As you can see the fibre solution is a tad longer.
So what's the advantage?

In this simplified case there is none!

The callback based solution is perfectly good...
.. or is it?

No, it isn't. Its nowhere near as good. Here's why:

SPECIFICATIONS CHANGE.

Suppose now our processing of a message
depended on the last one, in other words
there's an ordering dependence. This is true in
the real case I'm dealing with (namely,
if you set FLX_TARGET_SUBDIR you have to have
previously set FLX_INSTALL_DIR because its a subdirectory
of the install directory).

Now we need state to do it right. The callback solution
as written has nowhere to put the state!

Of source we can fix this:

fun make_callback () {
var state: state_t;
proc callback (m:msg) { .. if state == ... }
return callback;
}

However, now we have to write
a switch on the state, to handle the message correctly, since the action
is state dependent.

On the other hand with the fibre we could just add the state variable
as a local variable. But actually there's a better way:

USE THE PROGRAM COUNTER AS THE STATE VARIABLE.

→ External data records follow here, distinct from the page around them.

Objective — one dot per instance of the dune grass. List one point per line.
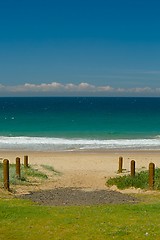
(26, 174)
(20, 219)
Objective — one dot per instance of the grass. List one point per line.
(139, 181)
(22, 220)
(26, 174)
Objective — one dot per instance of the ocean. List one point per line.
(79, 123)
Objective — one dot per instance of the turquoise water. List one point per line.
(79, 123)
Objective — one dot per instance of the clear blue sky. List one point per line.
(80, 47)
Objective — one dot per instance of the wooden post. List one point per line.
(26, 161)
(132, 168)
(18, 171)
(6, 173)
(151, 175)
(120, 164)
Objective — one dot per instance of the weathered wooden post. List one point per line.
(18, 170)
(132, 168)
(26, 161)
(120, 165)
(6, 173)
(151, 175)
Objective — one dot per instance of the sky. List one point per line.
(79, 48)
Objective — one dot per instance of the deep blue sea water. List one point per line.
(71, 123)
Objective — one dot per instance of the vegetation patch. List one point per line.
(140, 180)
(26, 174)
(21, 219)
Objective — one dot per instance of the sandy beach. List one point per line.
(81, 169)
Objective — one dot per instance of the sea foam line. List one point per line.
(45, 143)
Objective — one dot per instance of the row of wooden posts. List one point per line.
(18, 174)
(18, 170)
(151, 171)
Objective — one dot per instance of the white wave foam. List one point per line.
(44, 143)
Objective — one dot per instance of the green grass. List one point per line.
(26, 174)
(139, 181)
(21, 219)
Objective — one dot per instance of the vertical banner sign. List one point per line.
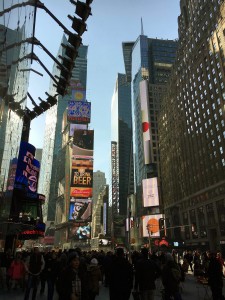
(28, 167)
(145, 120)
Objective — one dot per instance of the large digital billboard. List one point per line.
(79, 231)
(79, 112)
(144, 98)
(83, 143)
(150, 225)
(80, 210)
(150, 192)
(28, 167)
(81, 178)
(73, 127)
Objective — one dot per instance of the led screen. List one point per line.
(150, 192)
(151, 225)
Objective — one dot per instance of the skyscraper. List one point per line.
(52, 177)
(192, 129)
(148, 64)
(121, 136)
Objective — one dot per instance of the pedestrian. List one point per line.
(72, 282)
(17, 272)
(215, 278)
(94, 278)
(146, 272)
(34, 265)
(189, 257)
(120, 277)
(171, 277)
(51, 266)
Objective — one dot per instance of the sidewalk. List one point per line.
(191, 290)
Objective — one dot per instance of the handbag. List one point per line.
(136, 295)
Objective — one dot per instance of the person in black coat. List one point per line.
(215, 278)
(72, 282)
(120, 277)
(146, 273)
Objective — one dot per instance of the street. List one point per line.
(191, 290)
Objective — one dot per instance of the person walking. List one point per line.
(17, 272)
(145, 275)
(94, 279)
(171, 277)
(120, 277)
(34, 265)
(215, 278)
(72, 282)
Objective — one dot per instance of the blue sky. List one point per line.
(111, 23)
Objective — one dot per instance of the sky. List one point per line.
(111, 23)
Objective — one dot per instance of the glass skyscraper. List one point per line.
(52, 176)
(147, 60)
(192, 130)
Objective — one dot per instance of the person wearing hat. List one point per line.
(120, 277)
(171, 277)
(72, 283)
(94, 278)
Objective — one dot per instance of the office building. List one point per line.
(192, 130)
(148, 64)
(52, 176)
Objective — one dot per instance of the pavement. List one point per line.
(190, 290)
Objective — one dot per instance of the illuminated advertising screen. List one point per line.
(81, 178)
(83, 143)
(27, 167)
(150, 192)
(78, 95)
(80, 231)
(79, 112)
(76, 126)
(12, 174)
(80, 210)
(151, 225)
(144, 98)
(104, 217)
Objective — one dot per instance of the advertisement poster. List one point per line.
(83, 143)
(80, 232)
(80, 210)
(27, 167)
(150, 192)
(79, 112)
(151, 225)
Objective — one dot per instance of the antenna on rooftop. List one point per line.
(142, 28)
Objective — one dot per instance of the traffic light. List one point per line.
(162, 228)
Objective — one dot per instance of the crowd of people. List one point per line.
(77, 275)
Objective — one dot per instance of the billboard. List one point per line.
(150, 192)
(79, 112)
(81, 178)
(80, 210)
(150, 225)
(144, 98)
(28, 167)
(80, 231)
(76, 126)
(83, 143)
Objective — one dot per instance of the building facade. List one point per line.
(52, 176)
(148, 64)
(192, 129)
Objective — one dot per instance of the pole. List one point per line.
(149, 239)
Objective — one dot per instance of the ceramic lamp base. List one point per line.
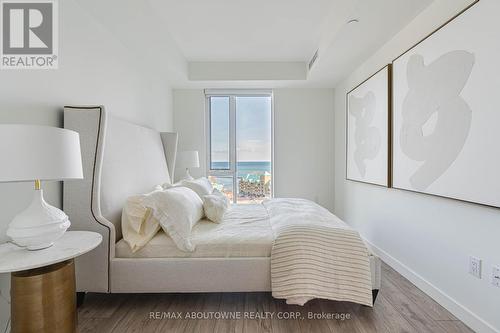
(39, 226)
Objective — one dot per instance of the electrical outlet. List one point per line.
(475, 267)
(495, 276)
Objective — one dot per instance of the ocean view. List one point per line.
(246, 169)
(254, 180)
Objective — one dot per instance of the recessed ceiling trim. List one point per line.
(247, 71)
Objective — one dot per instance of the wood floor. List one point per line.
(400, 307)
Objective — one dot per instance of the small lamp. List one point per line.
(35, 153)
(188, 159)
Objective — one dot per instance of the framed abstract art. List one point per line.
(367, 130)
(446, 110)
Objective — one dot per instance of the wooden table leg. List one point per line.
(44, 299)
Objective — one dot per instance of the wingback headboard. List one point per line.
(119, 159)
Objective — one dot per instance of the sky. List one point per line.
(253, 128)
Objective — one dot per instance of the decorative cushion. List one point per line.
(201, 186)
(138, 223)
(177, 209)
(215, 206)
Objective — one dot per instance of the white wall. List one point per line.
(94, 68)
(426, 238)
(303, 147)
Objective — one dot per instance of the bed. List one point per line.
(121, 159)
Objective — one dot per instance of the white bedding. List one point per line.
(245, 232)
(316, 255)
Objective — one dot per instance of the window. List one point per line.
(240, 143)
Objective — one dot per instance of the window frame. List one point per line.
(232, 172)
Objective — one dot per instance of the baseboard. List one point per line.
(458, 310)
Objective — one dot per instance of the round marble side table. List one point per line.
(43, 296)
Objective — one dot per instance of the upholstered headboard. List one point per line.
(120, 159)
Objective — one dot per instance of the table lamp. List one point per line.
(188, 159)
(31, 154)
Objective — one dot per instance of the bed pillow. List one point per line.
(177, 209)
(201, 186)
(215, 206)
(139, 225)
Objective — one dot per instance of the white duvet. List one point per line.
(316, 255)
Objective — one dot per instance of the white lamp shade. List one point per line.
(30, 152)
(188, 159)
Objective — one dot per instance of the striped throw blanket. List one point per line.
(316, 255)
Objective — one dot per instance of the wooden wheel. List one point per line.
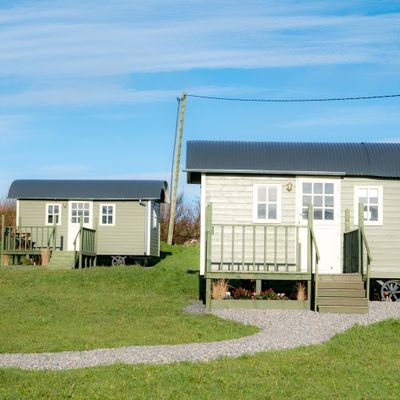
(390, 291)
(118, 260)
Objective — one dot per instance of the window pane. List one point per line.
(363, 200)
(373, 193)
(318, 201)
(362, 193)
(307, 187)
(272, 211)
(373, 213)
(328, 201)
(261, 211)
(306, 200)
(261, 194)
(318, 188)
(318, 213)
(329, 214)
(272, 194)
(373, 200)
(329, 188)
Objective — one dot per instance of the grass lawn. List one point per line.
(363, 363)
(45, 310)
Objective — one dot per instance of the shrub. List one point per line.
(219, 289)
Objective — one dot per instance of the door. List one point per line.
(324, 195)
(76, 211)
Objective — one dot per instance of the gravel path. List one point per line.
(279, 330)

That way we need no explicit variable, no type for it, and no switch!

Note: this is, in fact, equivalent to the functional programming method
of continuation passing (because the program counter IS the continuation).

Consider for example message types A1 and A2:

proc fA (nxt: oschannel[msg]) (m:ischannel[msg]) () {
A1:>>
match read m with
| mA1 => println "A1"; goto A2;
| ?x => write nxt,m; goto A1;
endmatch;
A2:>>
match read m with
| mA2 => println "A2"; goto A1;
| ?x => write nxt,m; goto A1;
endmatch;
}

Notice out of order message are passed on in this particular
solution and will be trigger an assert false in fE.

Of course this is a finite state machine with two states, and the
callback based solution would be similar except:

1) Instead of using the "stack and program counter" to maintain
state, it just uses a variable, external to the callback.

2) It has to put the variable INTO the program counter with a switch
to go to the right handler code.

Although this is not too onerous with a finite state machine with two
states .. if your logic is a push down automata with a more complex
state you will end up EMULATING recursion and a stack.

With the fibre solution.. well the implementation is the same.
The difference is Felix does the emulation for you.
It actually generates callbacks with a switch.

In really complex situations you need manually maintained
state variables, however the Felix mechanism reduces the
amount of state you have to manage (to whatever you cannot
fit into a notional stack/program, counter).

Only .. even that is not true. Why? Because, when it gets complex
you can always add an extra stack/program counter. How?

Well you launch another fibre of course!!